ドミニコ会の800年を祝う1年間は、ローマにあるサン・ジョバンニ・イン・ラテラノ大聖堂で行われた1月21日のミサで幕を閉じました。この一年、800年祭をきっかけに作られた聖歌 ”LAUDARE BENEDICERE PRAEDICARE” (賛美・祝福・説教) に、子どもたちは良く親しんでくれました。イエスに倣い、弱い人々に寄り添って生きた聖ドミニコの人となりは、以前から歌われていた文語体の聖歌「聖ドミニコよ」にも端的に示されています。
その3番の歌詞に「福者の群れに加えたまえ 我らをも」とあります。これは、神のみ旨に沿う生き方を貫けますように、という祈りでもあり、それを800年もの間、伝え続けた修道者の意思表明でもあります。
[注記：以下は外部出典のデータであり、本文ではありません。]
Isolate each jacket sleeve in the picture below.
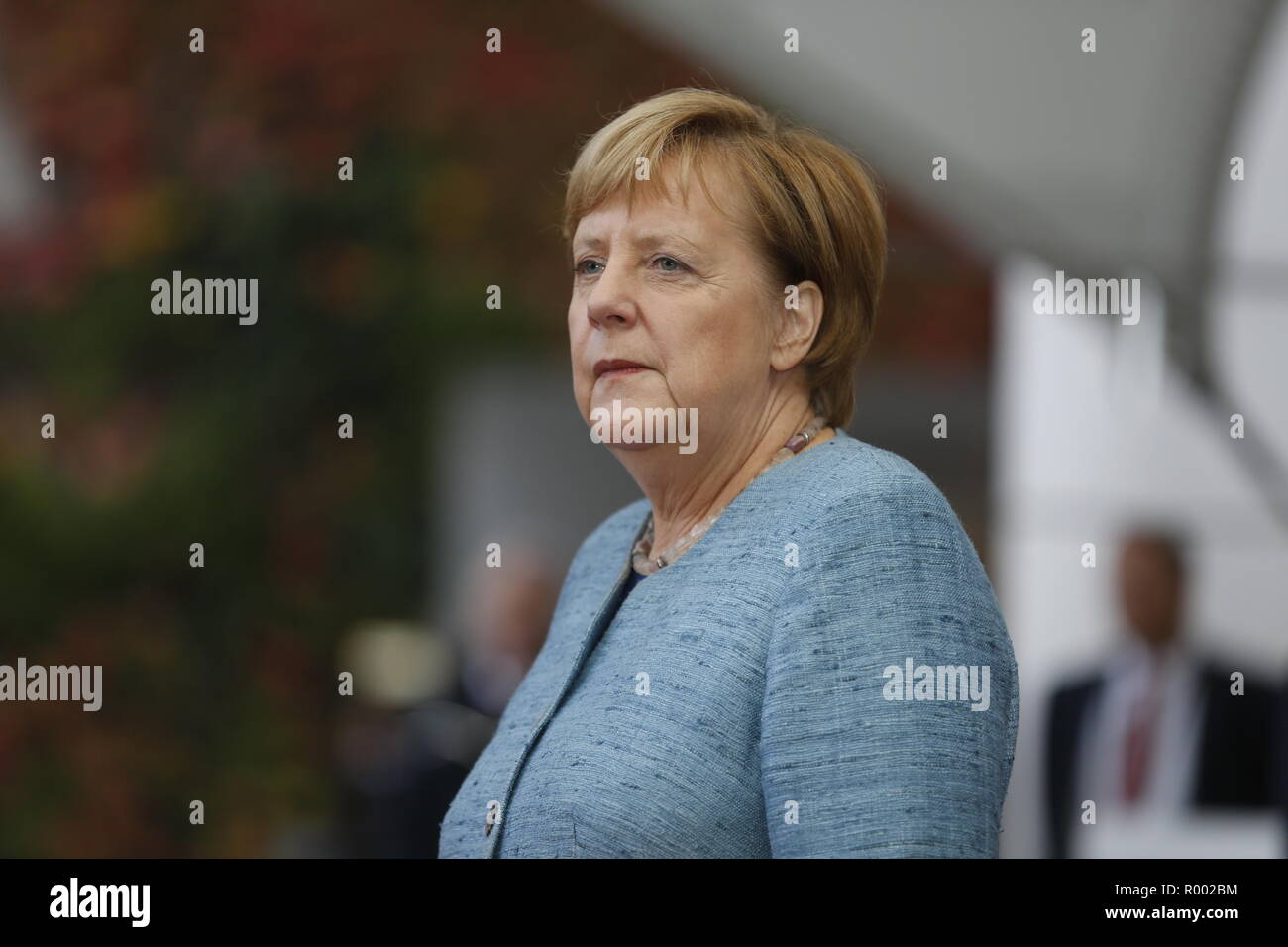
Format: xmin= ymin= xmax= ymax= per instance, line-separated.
xmin=760 ymin=472 xmax=1019 ymax=858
その福者の群れに、キリシタン大名として知られる高山右近が、この2月7日に加えられます。フランシスコ・ザビエルと出会った琵琶法師ロレンソ了斎を通して洗礼の恵みに授かった右近。武将としての悩みを抱えながら、領主として貧しい領民に寄り添いました。伴天連追放令を発した秀吉から棄教するよう迫られても信仰を守る生き方を貫き、領地も封禄も返上した右近は、国外追放されてマニラに送られ、病を得てその生涯を終えます。そして没後400年を経て、右近ゆかりの大阪で列福式を迎えることになりました。
「心の貧しい人々は幸いである
天の国はその人たちのものである」 (マタイによる福音書 5章3節)
集まった群衆にイエスが語りかけた「山上の垂訓」の冒頭、八つの幸いの1つ目がこの一節です。「心の貧しい人」と訳された原語を直訳すれば「霊において弱い人」あるいは「息の弱い人」。経済的・身体的、また社会的な苦しみに耐えている人々があてはまるでしょう。自分の弱さを知り、ただひたすらに神に寄り頼む人。その人たちこそ天の国で神さまの懐に抱かれる、という呼びかけがここにあります。「幸いである」とは「祝福された状態」をさしています。
聖ドミニコは、神に寄り頼む祈りの日々の中で、財産を投げ打って人々の貧しさに寄り添い、尽くしました。一国一城の主であった右近は、追放という迫害にあっても運命に逆らわず、神に寄り頼んで地位も名誉も捨てて「生きながらの殉教」を受け入れました。
自分の力だけに頼らず、静かな祈りの中で他者への愛に心を向けていくとき、歓声も拍手も褒美もない、けれども広く深く温かい祝福を、神さまはいつもご用意くださっているのです。